One year later I happened to be in the neighborhood and, on a lark, thought I'd see if my old crewcab was still there. It was! Minus the wheels, a bumper etc.--to be expected. But--and here's the good part--PLUS a whole lot of other, new stuff. Umpteen tags were spray-painted all over it.
Someone or ones had decorated it with about twenty neckties. Somebody else had installed an ancient moldering overstuffed chair in the bed, upon which one could easily imagine a neighbor teen and his date snuggling on a summer's eve.
My truck had emerged from the chrysalis of its abandon to take flight as an art car.
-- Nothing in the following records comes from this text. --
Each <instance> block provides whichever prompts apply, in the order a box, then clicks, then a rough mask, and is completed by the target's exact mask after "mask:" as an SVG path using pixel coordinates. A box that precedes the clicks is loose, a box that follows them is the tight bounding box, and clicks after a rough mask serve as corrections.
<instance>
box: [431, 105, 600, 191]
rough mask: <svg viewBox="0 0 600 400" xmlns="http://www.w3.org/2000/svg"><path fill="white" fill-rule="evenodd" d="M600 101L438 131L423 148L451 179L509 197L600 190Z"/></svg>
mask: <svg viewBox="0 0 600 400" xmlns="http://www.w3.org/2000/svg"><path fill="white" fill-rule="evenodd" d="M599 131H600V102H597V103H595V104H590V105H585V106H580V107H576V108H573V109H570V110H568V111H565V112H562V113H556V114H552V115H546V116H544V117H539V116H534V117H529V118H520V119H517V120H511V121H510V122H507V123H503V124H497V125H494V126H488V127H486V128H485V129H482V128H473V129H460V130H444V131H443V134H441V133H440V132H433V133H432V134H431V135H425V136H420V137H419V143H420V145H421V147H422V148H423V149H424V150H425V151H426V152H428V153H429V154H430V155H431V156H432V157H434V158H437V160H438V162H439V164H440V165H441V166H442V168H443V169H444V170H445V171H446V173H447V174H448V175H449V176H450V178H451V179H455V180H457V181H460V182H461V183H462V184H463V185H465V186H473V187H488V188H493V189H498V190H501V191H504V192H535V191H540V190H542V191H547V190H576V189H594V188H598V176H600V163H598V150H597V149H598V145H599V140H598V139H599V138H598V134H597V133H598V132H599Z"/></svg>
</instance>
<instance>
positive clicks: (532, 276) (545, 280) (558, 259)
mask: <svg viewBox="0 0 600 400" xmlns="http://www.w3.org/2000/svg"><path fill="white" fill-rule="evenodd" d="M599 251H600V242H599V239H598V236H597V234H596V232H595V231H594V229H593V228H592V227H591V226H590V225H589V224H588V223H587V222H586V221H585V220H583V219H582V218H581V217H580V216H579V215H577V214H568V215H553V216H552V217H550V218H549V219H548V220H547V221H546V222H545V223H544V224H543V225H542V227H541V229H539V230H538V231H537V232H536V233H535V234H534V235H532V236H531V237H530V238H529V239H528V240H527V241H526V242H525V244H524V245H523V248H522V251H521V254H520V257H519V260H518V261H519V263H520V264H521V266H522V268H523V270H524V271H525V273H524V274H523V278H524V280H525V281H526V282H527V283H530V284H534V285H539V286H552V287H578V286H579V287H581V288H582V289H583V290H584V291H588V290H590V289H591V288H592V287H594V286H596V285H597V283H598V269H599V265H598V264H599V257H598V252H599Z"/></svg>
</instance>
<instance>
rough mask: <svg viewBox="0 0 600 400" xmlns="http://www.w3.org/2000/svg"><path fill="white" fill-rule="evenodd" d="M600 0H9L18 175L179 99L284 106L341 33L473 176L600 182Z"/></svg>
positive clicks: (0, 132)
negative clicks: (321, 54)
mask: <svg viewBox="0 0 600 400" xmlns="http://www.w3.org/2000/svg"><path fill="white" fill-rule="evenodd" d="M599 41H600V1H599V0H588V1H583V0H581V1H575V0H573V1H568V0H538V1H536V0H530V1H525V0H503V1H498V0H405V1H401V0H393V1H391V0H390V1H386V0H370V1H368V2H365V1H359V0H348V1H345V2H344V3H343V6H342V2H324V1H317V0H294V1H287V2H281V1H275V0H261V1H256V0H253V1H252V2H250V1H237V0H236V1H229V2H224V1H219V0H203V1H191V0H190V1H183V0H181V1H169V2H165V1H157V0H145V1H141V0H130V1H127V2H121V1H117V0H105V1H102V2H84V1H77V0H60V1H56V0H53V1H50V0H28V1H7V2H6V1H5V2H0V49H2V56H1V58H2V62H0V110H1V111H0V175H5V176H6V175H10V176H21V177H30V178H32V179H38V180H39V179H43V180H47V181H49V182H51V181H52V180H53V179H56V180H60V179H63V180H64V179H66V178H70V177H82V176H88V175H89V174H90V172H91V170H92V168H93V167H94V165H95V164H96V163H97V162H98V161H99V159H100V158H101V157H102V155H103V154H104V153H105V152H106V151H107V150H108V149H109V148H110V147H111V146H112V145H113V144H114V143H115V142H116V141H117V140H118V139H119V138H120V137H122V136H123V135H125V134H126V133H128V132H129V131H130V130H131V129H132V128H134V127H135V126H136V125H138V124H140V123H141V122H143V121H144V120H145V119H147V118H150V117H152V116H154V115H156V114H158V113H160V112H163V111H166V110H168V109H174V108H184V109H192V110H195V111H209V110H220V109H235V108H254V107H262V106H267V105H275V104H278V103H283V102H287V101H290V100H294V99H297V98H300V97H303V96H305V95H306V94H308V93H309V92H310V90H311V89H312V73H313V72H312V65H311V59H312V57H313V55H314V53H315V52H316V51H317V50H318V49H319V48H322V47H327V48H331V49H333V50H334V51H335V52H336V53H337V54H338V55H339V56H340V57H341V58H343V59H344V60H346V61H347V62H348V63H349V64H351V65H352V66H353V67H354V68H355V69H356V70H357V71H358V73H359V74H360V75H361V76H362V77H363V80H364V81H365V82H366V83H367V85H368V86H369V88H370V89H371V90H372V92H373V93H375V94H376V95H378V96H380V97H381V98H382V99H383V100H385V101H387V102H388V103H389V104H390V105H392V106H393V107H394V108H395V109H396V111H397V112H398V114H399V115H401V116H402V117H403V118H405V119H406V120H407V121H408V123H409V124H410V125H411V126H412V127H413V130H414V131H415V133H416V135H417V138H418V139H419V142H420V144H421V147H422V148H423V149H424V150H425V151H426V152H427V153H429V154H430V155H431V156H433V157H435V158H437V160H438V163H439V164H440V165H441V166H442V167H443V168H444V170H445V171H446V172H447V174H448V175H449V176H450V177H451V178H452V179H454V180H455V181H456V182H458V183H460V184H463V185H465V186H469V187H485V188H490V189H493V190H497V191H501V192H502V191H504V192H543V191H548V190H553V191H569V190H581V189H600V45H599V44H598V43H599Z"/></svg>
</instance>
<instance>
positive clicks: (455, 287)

Friends, is demolition the only possible fate for eyesores? Nay, I say. Let the homeless at these buildings first--to scavenge the copper and chrome, the odd surviving cactus, the ironic office nameplate. Then turn artists and not-really-artists loose in them, spray cans at the ready. Let peregrines roost on the roof, pigeons poop upon the mezzanine. Remove the windows from the uppermost floors: let a thousand indoor windmills turn! Saxmen blowing in the stairwells; hookers turning tricks in glass elevators; the thirteenth floor, sold to a crematorium, now an orgy of ashes of the dead, all mixed together. A wax museum, sans wax! Turd-in-the-plaza sculptures made from actual turds! Somebody selling meat on a stick!
Folks who think the only choices are keep it or kill it just haven't thought the thing through.
- williamyard
February 26, 2009 at 3:48pm
Clay, I see you've written for Metropolis (Architect Online credit)...great magazine.